表中有#号的40个简化字,及14个简化偏旁,是《汉字简化方案》第三表的简化偏旁,其余92个可作简化偏旁用的简化字,是《简化字总表》所新增。带有这些新增偏旁的字,有一部分已经在《汉字简化方案》中简化,其余是在《简化字总表》推出后才按类推原则简化。
第三表
第三表为以第二表简化字和简化偏旁作部首的类推简化字,共1,754个(“签”和“须”在第一表中为“籤”和“鬚”的简化字,在第三表中又作为“簽”和“須”的简化字),例如:“蟲”已简化作“虫”,“蛊[蠱]”类推简化,但虫部其它汉字不是“虫[蟲]”的类推简化字;“爾”已简化作“尔”,“迩[邇]、弥[彌瀰]、祢[禰]、玺[璽]、猕[獼]”类推简化,但“你”不是“尔[爾]”的类推简化字;“氣”已简化作“气”,“忾[愾]、饩[餼]”类推简化,但“汽”不是“气[氣]”的类推简化字;“幾”归并简化作“几”,“讥[譏]、叽[嘰]、饥[饑]、机[機]、玑[璣]、矶[磯]、虮[蟣]”类推简化,但“肌”等字不是“几[幾]”的类推简化字;“聖”已简化作“圣”,“柽[檉]、蛏[蟶]”类推简化,但“怪”不是“圣[聖]”的类推简化字;“離”已简化作“离”,“漓[灕]、篱[籬]”(“灕江”的“灕”与“淋漓”的“漓”合并为“漓”)类推简化,但“璃”不是“离[離]”的类推简化字;“识[識]、帜[幟]、织[織]、炽[熾]、职[職]”是简化偏旁“只[戠]”的类推简化字,但“枳、咫”等字不是“只[戠]”的类推简化字,“戠”字本身不简化为“只”。类推简化字总数很多,这个表没有尽列,例如有“车”旁的字,如果尽量地列,就可以列出一二百个,其中有许多是很生僻的字,不大用得到,因此第三表所列的简化字的范围基本上以《新华字典》(1962年第三版,只收汉字八千个左右)为标准。未收入第三表的字,凡用第二表的简化字或简化偏旁作为偏旁的,一般应该同样简化。有些偏旁类推简化的字是稍加修改的,如“丝(絲,两横相连)、毂(轂,去掉声旁“?”的一横,即是冖下一小横;但是不简化的同声旁字如“觳”“縠”等,仍然保留一横)、宽(寬,去掉声旁“萈”的一点,变成读音完全不同的“苋(莧)”,失去表音功能)、变(變,“攵”改为“又”)、飨(饗,改变为左右结构)、满(滿,中间一横加长)”等字。

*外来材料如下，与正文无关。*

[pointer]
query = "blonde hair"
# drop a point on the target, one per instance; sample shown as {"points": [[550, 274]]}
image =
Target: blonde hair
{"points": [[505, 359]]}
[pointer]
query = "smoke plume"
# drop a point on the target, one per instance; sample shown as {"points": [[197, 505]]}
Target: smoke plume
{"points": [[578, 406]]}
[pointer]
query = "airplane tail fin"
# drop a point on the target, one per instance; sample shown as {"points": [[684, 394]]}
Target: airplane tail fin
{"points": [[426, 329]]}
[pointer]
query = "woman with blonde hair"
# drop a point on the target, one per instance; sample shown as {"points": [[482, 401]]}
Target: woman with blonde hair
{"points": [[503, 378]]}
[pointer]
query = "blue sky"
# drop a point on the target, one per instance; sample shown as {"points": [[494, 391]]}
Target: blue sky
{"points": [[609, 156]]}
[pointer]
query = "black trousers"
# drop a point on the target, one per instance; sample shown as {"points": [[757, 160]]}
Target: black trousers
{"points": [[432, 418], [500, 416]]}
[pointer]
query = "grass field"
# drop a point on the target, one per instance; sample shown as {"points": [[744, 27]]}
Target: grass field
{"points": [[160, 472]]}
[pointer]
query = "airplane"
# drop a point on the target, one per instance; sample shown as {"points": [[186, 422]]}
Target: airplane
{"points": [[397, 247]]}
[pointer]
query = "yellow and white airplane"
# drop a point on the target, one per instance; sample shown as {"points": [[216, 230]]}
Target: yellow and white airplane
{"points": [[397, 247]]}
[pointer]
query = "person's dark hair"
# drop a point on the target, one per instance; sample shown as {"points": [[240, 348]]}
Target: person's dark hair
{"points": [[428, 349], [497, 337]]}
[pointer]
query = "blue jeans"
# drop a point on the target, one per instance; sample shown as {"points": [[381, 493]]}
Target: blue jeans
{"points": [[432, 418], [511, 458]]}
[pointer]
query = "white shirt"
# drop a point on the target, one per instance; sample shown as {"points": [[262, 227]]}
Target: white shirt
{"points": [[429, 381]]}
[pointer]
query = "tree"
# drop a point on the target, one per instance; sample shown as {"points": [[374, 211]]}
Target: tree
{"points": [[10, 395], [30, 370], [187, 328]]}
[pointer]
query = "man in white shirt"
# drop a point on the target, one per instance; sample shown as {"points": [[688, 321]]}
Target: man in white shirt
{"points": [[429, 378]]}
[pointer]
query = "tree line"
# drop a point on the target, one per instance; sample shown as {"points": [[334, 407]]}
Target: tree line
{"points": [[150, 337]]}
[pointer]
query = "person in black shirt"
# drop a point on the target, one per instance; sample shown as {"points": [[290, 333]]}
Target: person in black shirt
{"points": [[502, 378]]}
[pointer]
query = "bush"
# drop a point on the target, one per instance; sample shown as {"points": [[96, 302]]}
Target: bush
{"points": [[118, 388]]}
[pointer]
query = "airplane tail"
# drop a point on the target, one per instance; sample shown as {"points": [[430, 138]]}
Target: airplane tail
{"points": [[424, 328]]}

“陝”字右偏旁不是“夾”(字中有二“入”,不是二“人”),但仍然按“夹[夾]”类推简化为“陕”。《汉字简化方案》没有简化“陝”字,是《简化字总表》类推原则的新简化字。
“㝉(宁)”不是类推简化字,甚至不被当作简化字,只在第二表“宁(寧)”的注释中提到,将读音柱的本字“宁”改变写法为“㝉”。但是因为“宁(寧)”的类推出现意外合并,于是原“宁”旁的字用“㝉”取代,这些简化字除“贮(貯)”外没有收入第三表。详见类推简化的问题。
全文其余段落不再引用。